L’exposition « Trésors des collections : fossilisations exceptionnelles », qui démarre samedi au musée de paléontologie Paléospace de Villers-sur-mer (Calvados), présente des pièces rares et encore jamais montrées en Europe, comme le crâne d’un tarbosaure.
« Cette exposition est baptisée ‘fossilisations exceptionnelles’ car très peu de fossiles parviennent jusqu’à nous dans cet état : des animaux entiers, des empreintes de parties molles, et même les couleurs révélées aux ultra-violets », s’émerveille Laurent Picot, docteur en paléontologie et responsable scientifique du musée.
[ÉVÉNEMENT] Un Tarbosaurus au Paléopace !
Samedi, le Paléospace dévoile sa nouvelle exposition temporaire : Trésors des collections : les fossilisations exceptionnelles. L’invité vedette ? Un crane de Tarbosaurus bataar, unique en Europe.https://t.co/itgdMLOLkz#calvados pic.twitter.com/fYlHjanouO— Ville de Villers-sur-Mer (@Villers_sur_Mer) April 5, 2023
Parmi les pièces exposées, miracles physicochimiques en provenance entre autres de Chine, du Liban ou du sud de la France, une première mondiale : la trace des onze derniers mètres parcourus par une limule (un arthropode marin en forme de fer à cheval) avant de mourir, et de se fossiliser à son tour, ainsi que le premier crâne d’un tarbosaure visible en Europe.

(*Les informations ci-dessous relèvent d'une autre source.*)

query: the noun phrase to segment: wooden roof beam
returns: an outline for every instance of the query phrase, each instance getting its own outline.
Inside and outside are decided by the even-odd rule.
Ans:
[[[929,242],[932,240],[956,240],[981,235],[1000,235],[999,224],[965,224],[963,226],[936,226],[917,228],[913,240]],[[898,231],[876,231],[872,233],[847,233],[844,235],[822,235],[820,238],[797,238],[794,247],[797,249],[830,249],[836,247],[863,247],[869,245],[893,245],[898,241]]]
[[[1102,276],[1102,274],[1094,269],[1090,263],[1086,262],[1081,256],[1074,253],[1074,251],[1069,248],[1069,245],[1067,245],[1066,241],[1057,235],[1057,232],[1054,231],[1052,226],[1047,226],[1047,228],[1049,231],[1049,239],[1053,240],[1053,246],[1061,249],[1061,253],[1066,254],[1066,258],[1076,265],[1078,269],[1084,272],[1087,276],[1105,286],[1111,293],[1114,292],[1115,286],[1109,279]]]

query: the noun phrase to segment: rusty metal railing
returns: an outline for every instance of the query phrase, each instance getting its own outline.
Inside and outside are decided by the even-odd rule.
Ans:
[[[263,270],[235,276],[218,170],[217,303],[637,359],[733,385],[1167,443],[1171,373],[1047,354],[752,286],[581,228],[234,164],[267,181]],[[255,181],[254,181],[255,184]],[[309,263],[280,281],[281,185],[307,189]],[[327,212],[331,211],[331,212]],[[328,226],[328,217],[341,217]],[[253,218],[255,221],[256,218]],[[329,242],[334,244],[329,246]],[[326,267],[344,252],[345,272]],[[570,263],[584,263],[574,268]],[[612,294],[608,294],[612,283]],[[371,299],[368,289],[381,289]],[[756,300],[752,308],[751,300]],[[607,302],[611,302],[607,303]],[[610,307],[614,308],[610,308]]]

« C’est un mini film du jurassique »
« C’est un mini film du jurassique », estime Karine Boutillier, directrice du musée et paléontologue, « il faut imaginer les dernières secondes de cette limule : elle tombe au fond de l’eau à l’agonie, probablement par manque d’oxygène ou d’excès de sel, et elle se déplace sur une dizaine de mètres avant de mourir, c’est ce que nous voyons sur cette plaque, c’est exceptionnel par la longueur de la trace, parce qu’on en voit le début et la fin ». Le gisement où elle a été trouvée, la carrière de Solnhofen en Allemagne, était il y a 150 millions d’années immergé sous plusieurs mètres d’eau de mer.
Cette anoxie (manque d’oxygène) ou un milieu très salé, fatals à cette limule, « ont permis à nombre de ces fossiles de nous parvenir en aussi bon état : dans des conditions aussi néfastes à la vie, même les bactéries ne survivent pas et ne peuvent donc pas détruire les ‘parties molles’ », explique M. Picot.

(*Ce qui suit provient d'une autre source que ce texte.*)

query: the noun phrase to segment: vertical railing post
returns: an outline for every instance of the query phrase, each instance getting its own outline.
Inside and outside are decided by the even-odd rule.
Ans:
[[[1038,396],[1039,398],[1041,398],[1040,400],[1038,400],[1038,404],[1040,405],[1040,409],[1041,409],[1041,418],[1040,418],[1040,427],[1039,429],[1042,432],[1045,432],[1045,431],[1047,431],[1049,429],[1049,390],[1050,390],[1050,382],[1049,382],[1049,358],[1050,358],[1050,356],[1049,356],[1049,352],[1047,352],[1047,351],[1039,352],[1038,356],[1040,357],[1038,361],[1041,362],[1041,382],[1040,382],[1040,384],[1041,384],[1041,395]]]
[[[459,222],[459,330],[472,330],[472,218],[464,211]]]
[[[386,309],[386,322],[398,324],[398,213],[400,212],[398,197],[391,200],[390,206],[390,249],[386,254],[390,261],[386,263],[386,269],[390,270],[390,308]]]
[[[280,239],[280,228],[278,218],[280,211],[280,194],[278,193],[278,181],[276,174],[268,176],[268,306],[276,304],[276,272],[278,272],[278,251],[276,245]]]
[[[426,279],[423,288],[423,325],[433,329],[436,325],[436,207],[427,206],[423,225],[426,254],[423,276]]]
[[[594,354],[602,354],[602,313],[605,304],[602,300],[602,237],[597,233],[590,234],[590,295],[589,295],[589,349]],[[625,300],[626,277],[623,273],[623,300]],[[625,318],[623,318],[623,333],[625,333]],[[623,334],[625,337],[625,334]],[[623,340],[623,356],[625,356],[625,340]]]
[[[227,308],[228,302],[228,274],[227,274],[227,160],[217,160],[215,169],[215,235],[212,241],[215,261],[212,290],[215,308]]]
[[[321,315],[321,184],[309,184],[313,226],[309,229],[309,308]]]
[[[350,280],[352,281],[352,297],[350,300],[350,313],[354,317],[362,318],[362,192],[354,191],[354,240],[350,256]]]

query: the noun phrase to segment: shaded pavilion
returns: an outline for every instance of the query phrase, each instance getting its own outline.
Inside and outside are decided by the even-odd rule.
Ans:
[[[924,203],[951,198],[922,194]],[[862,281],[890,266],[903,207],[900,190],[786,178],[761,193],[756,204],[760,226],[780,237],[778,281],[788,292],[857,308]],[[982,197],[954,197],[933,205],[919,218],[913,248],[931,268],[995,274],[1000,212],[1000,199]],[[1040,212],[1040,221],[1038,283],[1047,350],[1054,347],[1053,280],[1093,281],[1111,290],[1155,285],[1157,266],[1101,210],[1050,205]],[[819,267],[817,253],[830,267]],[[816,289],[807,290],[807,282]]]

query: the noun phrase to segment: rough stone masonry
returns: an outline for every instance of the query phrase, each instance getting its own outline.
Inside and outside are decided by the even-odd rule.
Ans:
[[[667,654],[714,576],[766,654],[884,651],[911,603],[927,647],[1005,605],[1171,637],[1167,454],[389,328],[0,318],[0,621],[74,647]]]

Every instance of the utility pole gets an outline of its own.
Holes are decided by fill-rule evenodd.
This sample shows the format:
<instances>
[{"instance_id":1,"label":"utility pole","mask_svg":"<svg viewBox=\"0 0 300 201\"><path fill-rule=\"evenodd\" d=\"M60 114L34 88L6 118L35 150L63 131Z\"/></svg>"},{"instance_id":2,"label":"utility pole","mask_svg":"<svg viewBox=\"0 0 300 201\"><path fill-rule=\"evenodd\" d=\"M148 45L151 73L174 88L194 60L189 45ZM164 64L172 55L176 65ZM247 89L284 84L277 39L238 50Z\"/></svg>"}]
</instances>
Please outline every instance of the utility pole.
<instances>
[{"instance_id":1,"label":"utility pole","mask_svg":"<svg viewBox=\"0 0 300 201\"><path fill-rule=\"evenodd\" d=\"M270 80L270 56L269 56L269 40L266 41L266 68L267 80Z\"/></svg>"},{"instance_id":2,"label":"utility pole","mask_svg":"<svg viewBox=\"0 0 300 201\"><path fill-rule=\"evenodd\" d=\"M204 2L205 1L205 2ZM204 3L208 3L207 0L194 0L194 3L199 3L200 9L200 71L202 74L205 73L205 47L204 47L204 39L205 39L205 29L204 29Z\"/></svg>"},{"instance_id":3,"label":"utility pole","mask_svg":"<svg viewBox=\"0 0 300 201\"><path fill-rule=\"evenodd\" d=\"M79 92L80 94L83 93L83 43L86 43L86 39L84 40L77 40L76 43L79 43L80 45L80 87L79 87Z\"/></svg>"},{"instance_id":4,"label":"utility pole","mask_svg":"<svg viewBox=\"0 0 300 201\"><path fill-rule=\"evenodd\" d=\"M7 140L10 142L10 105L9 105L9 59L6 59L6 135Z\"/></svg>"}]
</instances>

Quant au crâne de tarbosaure, « son état de conservation est bien supérieur à la normale, de par son volume, ses os en connexion et parce qu’il est en 3D, quasiment entier y compris sa dentition », détaille le chercheur. « Le tarbosaure est un théropode asiatique inédit en Europe et cousin (seule la position des yeux diffère) du Tyrannosaurus Rex, qui n’existe qu’aux États-Unis », précise-t-il. Le dernier témoignage de ce bipède carnivore, qui pouvait mesurer jusqu’à 15 mètres et aurait existé entre -72 et -66 millions d’années (crétacé), a été trouvé en Asie, acheté et donné au musée par un mécène, comme la trace de limule. Il s’agit d’un fossile « classique » : ne nous restent que les os du squelette, qui sous l’effet de conditions particulières de températures et de pression, se sont transformées en pierre.
Les autres pièces de l’exposition, prévue jusqu’au 7 janvier 2024, ont un intérêt scientifique majeur avec leur parties molles : poisson, crocodile, tortue, requin, libellule laissent apparaître le fantôme de leurs entrailles, leurs yeux, leurs nageoires, et même les poches à encre de seiches de 100 à 200 millions d’années.
Ouvert en 2011, le Paléospace, qui accueille 30.000 visiteurs par an, profite à plein de la présence à quelques kilomètres de l’affleurement des Vaches Noires, d’où les amateurs ramènent en permanence une multitude de fossiles à identifier, analyser, exposer. Mais cette manne pourrait s’arrêter : une interdiction de prélèvement est actuellement à l’étude au Parlement. Son comité scientifique rassemble quinze des plus grands paléontologues français et un pôle de recherche y sera bientôt créé pour pouvoir consacrer plus de temps à l’étude des quelques 27.000 fossiles de sa collection en permanente évolution.